In collaboration with Luis Posso, an Outreach Specialist from, Deskraven is now offering guides on depression and suicide prevention to its readers. For more information on understanding the perils of addiction visit, Substance Abuse and Suicide: A Guide to Understanding the Connection and Reducing Risk! In addition, for a comprehensive depression resource guide from their sister project at Columbus Recovery Center visit, Dealing with Depression!

6 thoughts on “Trauma Confession Series: Overcoming Avoidance”

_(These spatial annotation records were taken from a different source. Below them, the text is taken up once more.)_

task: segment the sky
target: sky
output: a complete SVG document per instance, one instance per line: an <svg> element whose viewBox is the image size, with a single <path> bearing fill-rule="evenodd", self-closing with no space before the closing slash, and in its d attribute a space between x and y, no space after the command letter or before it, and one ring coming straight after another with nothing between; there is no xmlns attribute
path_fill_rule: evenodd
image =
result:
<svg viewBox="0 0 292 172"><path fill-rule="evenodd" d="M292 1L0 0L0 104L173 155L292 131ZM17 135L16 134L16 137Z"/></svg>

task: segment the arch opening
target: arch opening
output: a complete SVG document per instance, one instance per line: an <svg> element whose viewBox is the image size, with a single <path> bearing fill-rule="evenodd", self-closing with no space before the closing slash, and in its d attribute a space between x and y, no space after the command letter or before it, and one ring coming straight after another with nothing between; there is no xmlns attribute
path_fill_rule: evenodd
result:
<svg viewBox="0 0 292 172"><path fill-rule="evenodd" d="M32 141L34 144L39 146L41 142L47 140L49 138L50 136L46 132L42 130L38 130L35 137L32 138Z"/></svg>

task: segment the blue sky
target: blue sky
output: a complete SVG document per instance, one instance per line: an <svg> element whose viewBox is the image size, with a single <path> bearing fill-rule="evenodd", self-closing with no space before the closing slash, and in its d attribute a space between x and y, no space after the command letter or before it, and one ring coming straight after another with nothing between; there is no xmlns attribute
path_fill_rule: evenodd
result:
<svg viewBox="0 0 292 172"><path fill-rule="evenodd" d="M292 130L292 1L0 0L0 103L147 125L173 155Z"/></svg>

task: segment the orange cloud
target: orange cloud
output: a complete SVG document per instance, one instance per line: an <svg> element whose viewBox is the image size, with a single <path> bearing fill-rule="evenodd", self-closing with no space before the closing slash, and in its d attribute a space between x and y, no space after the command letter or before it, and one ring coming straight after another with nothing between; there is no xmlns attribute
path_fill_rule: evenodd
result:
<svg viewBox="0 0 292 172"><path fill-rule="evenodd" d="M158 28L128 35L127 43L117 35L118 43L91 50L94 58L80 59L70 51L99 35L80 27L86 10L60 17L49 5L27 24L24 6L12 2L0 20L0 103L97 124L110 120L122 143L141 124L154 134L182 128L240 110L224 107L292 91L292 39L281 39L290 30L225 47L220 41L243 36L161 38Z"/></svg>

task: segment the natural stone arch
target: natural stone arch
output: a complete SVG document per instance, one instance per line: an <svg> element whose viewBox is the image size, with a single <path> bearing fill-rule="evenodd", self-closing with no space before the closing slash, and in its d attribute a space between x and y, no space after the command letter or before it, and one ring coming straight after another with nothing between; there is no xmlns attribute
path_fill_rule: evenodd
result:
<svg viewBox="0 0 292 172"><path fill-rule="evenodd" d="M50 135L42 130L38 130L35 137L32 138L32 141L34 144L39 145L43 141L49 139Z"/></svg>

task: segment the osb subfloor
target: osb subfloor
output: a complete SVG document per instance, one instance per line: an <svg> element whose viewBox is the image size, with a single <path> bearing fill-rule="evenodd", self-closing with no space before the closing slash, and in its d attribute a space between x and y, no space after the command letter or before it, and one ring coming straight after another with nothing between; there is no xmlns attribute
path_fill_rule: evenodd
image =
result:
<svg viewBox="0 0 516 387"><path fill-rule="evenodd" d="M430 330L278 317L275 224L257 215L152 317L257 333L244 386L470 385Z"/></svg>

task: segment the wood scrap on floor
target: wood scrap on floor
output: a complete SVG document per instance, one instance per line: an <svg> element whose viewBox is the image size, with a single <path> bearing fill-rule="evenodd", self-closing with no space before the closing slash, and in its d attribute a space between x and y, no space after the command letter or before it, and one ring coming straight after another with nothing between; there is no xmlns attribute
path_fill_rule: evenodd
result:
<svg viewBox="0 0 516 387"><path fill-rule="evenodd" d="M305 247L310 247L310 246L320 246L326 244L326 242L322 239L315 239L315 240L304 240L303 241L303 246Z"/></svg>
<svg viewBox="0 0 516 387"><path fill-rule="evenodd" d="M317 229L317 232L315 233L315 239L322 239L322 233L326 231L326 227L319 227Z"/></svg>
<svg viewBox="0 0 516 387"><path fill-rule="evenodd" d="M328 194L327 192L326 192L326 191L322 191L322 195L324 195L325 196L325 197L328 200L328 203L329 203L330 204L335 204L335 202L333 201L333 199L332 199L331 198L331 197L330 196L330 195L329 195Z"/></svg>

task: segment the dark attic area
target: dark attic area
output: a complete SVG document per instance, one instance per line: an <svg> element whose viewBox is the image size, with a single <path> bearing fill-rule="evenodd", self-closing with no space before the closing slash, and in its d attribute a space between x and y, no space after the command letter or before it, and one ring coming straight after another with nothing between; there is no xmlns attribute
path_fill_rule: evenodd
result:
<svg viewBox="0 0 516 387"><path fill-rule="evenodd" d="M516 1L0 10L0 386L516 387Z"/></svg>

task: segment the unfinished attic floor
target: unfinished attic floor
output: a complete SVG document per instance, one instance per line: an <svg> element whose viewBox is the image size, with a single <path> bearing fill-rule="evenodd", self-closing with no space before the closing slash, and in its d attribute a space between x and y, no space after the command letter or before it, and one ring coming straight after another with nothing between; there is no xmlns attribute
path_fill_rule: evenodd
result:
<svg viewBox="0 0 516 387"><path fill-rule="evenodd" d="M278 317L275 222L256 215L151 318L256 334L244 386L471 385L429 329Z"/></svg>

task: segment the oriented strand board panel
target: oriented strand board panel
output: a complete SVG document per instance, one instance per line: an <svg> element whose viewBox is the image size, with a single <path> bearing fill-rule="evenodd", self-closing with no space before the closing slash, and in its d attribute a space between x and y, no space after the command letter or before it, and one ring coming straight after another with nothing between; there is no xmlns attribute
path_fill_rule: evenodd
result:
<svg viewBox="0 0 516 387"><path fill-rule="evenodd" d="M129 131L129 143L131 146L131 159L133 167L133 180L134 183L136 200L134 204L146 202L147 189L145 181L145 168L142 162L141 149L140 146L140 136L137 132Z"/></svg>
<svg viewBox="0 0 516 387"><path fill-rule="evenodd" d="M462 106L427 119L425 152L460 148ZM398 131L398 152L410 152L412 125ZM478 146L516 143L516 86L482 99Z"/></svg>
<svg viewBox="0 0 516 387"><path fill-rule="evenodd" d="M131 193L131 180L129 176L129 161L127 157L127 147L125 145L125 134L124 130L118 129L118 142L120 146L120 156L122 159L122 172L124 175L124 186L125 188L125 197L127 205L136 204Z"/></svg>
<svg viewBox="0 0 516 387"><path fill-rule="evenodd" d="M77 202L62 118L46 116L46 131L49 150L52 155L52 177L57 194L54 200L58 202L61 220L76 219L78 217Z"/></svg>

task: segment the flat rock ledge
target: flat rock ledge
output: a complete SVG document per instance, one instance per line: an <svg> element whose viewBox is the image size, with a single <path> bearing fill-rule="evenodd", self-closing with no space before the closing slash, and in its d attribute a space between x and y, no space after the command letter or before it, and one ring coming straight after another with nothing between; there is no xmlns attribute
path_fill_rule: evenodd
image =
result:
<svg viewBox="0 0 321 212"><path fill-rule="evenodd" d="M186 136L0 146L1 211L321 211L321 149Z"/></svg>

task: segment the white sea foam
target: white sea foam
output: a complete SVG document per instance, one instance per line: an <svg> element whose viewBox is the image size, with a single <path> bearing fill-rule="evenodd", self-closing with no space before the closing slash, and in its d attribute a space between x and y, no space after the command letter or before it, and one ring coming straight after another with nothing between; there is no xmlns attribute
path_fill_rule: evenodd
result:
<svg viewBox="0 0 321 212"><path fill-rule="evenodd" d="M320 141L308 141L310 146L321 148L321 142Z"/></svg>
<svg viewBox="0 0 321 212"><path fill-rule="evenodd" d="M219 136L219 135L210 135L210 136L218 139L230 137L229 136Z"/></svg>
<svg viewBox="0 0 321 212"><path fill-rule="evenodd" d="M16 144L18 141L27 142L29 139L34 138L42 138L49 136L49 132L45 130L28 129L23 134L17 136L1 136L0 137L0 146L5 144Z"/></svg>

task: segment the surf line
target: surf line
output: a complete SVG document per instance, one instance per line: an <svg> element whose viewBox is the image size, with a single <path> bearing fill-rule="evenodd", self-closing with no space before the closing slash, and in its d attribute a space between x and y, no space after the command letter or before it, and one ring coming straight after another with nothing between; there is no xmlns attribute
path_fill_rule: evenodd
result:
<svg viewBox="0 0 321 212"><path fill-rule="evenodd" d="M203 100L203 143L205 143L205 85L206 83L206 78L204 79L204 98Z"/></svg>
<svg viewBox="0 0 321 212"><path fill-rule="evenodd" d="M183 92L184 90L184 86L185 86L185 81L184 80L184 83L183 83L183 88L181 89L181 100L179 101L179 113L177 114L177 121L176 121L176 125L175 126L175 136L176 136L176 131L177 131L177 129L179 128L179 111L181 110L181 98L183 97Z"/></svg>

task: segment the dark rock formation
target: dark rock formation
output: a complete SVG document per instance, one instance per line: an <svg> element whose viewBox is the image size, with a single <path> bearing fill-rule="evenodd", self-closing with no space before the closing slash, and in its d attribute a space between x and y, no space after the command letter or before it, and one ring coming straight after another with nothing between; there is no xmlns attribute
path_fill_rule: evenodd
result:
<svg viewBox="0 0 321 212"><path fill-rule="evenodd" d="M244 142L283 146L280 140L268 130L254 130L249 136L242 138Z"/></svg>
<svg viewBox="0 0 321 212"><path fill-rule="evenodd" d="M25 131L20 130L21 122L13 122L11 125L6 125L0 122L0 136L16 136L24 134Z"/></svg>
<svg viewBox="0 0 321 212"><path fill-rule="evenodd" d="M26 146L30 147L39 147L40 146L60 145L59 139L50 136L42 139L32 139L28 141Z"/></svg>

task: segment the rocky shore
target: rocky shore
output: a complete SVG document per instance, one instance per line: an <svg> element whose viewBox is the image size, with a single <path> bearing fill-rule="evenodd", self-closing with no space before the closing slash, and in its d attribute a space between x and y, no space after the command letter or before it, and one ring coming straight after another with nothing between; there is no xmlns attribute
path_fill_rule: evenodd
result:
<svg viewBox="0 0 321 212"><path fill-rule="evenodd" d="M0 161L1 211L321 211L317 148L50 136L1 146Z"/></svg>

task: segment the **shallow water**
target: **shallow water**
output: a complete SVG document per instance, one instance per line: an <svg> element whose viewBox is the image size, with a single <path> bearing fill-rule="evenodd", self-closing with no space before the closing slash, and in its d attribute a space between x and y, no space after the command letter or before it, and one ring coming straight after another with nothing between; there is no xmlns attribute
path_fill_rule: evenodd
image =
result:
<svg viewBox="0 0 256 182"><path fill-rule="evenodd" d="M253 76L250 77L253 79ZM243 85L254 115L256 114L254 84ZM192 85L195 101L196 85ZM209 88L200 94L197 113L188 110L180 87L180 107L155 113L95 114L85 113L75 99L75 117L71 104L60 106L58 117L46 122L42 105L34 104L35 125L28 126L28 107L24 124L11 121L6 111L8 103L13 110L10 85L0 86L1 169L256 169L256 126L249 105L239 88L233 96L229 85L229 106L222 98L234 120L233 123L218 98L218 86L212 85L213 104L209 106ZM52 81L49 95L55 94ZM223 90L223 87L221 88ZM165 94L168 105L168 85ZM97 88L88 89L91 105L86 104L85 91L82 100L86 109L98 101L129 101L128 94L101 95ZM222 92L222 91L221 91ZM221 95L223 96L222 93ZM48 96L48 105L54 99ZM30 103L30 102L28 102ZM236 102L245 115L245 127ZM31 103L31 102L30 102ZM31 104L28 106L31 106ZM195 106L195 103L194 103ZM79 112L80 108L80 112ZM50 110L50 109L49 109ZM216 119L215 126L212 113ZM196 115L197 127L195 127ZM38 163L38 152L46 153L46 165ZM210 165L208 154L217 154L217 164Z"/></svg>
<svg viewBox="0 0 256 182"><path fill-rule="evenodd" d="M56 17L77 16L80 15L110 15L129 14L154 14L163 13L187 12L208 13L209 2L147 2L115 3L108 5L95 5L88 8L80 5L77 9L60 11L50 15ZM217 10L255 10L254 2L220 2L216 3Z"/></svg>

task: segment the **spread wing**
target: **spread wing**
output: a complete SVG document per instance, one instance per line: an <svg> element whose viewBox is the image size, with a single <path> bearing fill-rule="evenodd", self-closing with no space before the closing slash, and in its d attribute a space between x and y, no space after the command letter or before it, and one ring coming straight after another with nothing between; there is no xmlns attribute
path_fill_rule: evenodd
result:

  1. Unfortunately, all of this is all too common. I noticed in myself that it was a propetial cycle that I didn’t exactly notice until it was too late. I confronted people that thought they did no wrong, and then they finally backed off and decided that it was best to leave me alone… No joke, one kept asking to be my Facebook friend. Ridiculous.
    I even filed my first police report this last week and felt a little better. I had to do it. I knew that was what was best for myself and my ability to take care of my son.
    I’m sorry you’ve had these things done to you. I’ll always be there for you. I occasionally zone into a moment and it really drags on my energy and well-being. I try not to let it, but it’s something I’ve always tried to adjust to- always a smile on my face while I was in a place that I knew nothing could happen. It is something I hid for a very long time- something that made my self-worth seem insignificant until this last year.
    You are worth more than anything and everything. You actually have helped me, and you deserve the best. I appreciate you. ❤️


    1. Steph, thank you so much for your heartfelt reply. It helps me to help others. Deciding to make my story public was extremely difficult, but ultimately has served me well.

      I know what it’s like to be persued by a perpetrator, and it’s the definition of disrespect and discomfort. My heart goes out to you. I am in a processing phase myself, and will be writing about mourning in my next post.

      I hope you can find heaping amounts of healing and peace, because it’s there sweetheart. I promise. ♡ Stay strong. Always here.